Lead uptake from sea water and food, and lead loss in the common mussel Mytilus edulis

Abstract

Common mussels, Mytilus edulis (shell length 19 to 21 mm, average dry weight 30 mg) were maintained for 6 weeks in sea water containing different concentrations of lead (0.005 to 5 mg · l-1). The lead concentration in the mussels' whole soft parts was analysed at different times during the experiment. A constant rate of lead uptake, linearly dependent on the lead concentration of the medium, was observed. Thus, the temporal change of the concentration factor is also linear (regression coefficient 149.9 daily). Rate of lead loss, measured after transferring the mussels into natural sea water, is linearly dependent on the original lead concentration in the soft parts. Rates of uptake and loss in large mussels (shell length 45 to 55 mm, average dry weight 750 mg) are less than those in small mussels (shell length 19 to 21 mm, average dry weight 30 mg). During a much more extended experimental period, adjustment to a steady state is expected to occur; rates of lead uptake and loss are then non-linear. Lead uptake by individual organs (kidney, gills, adductor muscle, digestive gland, foot, mantle with gonads) of large M. edulis (shell length 45 to 55 mm, average dry weight 750 mg) was analysed in 2 test series. In the test series “medium”, the mussels were kept in a seawater medium containing 0.01 mg.
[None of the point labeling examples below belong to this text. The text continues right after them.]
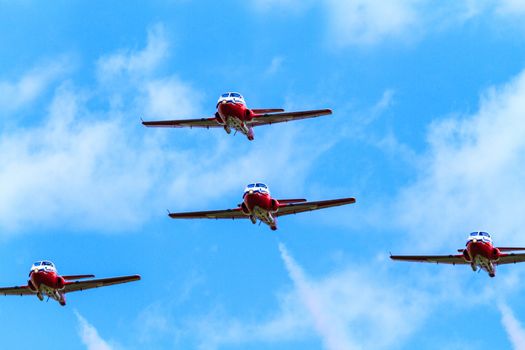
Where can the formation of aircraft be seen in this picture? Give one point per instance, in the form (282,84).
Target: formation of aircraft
(44,280)
(232,113)
(478,253)
(257,204)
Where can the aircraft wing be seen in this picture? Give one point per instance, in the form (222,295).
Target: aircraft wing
(294,208)
(437,259)
(76,277)
(510,258)
(184,123)
(266,110)
(211,214)
(273,118)
(96,283)
(18,290)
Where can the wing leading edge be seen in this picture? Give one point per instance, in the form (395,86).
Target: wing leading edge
(210,214)
(182,123)
(96,283)
(295,208)
(436,259)
(273,118)
(17,290)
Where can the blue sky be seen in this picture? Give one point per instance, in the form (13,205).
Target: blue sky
(427,134)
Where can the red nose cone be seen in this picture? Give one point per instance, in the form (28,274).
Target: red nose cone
(231,110)
(261,200)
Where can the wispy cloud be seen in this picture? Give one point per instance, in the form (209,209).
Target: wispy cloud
(346,309)
(513,327)
(275,65)
(471,176)
(331,330)
(89,335)
(96,168)
(24,90)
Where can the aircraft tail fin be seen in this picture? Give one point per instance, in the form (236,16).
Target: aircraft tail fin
(76,277)
(267,110)
(290,201)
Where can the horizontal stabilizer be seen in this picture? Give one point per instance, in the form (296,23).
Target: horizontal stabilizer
(267,110)
(288,201)
(76,277)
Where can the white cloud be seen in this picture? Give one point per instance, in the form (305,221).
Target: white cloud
(168,98)
(472,175)
(90,336)
(513,327)
(89,168)
(17,94)
(275,65)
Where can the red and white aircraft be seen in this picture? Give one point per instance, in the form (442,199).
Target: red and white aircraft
(44,280)
(232,113)
(479,252)
(257,204)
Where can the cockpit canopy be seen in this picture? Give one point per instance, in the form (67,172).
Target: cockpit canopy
(257,187)
(480,236)
(234,97)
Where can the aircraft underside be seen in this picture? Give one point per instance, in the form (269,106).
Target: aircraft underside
(484,264)
(238,125)
(51,293)
(263,215)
Pb.l-1. In the test series “food”, the mussels were kept in natural sea water but fed with the green algae Dunaliella marina containing lead (approximately 600 μg.g-1 dry weight). The lead quantity given per mussel per day was about 2 μg in both test series. Within 35 days, the mussels of test series “medium” took up 29% of the total amount of lead given, those of test series “food” took up 23.5%. In all organs, lead concentration increased, but rates of uptake differed; the kidney displayed by far the highest rate of uptake. With these physiological properties M. edulis is an ideal indicator organism for lead pollution in the marine environment. A biologic calibration curve, the relationship between lead concentration in the mussels' whole soft parts at equilibrium and lead concentration in sea water, is presented.